Al menos 120 personas murieron, entre ellas 30 niños, cuando un viejo barco turístico, sobrecargado y sin habilitación, se hundió durante una tormenta en el río Volga, en Rusia. El crucero era “muy malo y viejo”, dijo Nikolái Chernov, uno de los supervivientes de la tragedia al diario Komsomólskaya Pravda sobre el Bulgaria, construido en 1955 en la ex Checoslovaquia. Además de que el navío “no estaba en condiciones adecuadas”, como aseguró ofuscado el presidente ruso Dmitri Medvédev, también llevaba un exceso de 68 pasajeros por sobre los permitidos.
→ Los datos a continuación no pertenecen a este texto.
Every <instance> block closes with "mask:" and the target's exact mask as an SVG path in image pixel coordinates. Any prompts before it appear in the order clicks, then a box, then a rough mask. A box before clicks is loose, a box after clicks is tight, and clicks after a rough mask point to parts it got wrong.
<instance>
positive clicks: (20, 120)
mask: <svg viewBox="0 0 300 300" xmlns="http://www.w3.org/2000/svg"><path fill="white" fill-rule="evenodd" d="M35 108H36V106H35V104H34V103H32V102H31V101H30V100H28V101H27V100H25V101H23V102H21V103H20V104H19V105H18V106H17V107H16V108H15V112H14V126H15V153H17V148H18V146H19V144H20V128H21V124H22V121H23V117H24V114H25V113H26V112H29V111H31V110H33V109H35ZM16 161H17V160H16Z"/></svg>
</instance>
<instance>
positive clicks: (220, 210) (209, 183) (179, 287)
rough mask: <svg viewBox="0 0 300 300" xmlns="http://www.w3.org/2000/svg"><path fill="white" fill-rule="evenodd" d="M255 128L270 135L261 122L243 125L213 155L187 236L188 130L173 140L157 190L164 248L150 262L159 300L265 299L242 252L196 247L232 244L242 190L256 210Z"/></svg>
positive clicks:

El líder del Kremlin declaró un día de luto nacional por la tragedia y dijo: “El número de cascarones viejos que tenemos navegando en nuestras aguas se pasa de la raya.”
Según los medios rusos, el Bulgaria se hundió sorprendentemente rápido. Varios pasajeros entraron en pánico e intentaron subir a la cubierta principal y sacar a los niños que estaban en el salón de juego, pero las puertas estaban cerradas y las escotillas bloqueadas o soldadas.
La vetusta nave naufragó ante la mirada inmutable de los tripulantes de dos barcos que pasaban por el lugar y que no hicieron nada (ver recuadro). La tragedia ocurrió en un sector turístico del famoso río en la república rusa de Tatarstán, entre la capital Kazán y la ciudad de Bolgar, a 800 kilómetros al este de Moscú.
En el Bulgaria, que tenía capacidad para llevar un total de 140 personas, viajaban 208 personas (148 turistas, 35 tripulantes y 25 pasajeros que viajaban sin boletos), de las que sólo 80 han sido rescatadas con vida.
Aunque aún se desconocen los motivos la catástrofe, varios especialistas dijeron que el barco se hundió por deficiencias técnicas y no por las malas condiciones climáticas.
La portavoz de la Fiscalía General rusa que investiga la catástrofe, Marina Gridneva, explicó: “La embarcación estuvo operando durante 56 años, su última reparación completa se hizo hace 30 años y no tenía licencia para transportar pasajeros.” Gridneva agregó que “el barco también zarpó con el motor de babor inutilizado y cargó combustible sólo en sus tanques de la parte derecha, lo que lo hizo estar desnivelado casi cuatro grados.”
Testigos citados por el diario español El País dijeron que como el barco no tenía aire acondicionado, muchas de las ventanas que estaban muy cerca de la línea de flotación estaban abiertas y que por ellas pudo haber entrado agua debido al oleaje producido por el temporal.
El ministro ruso de Situaciones de Emergencia, Serghei Shoigu, informó que “luego de las inmersiones de 106 buzos en los restos del naufragio, a tres kilómetros de la costa y a 20 metros de profundidad, no hay prácticamente ninguna esperanza de encontrar sobrevivientes”.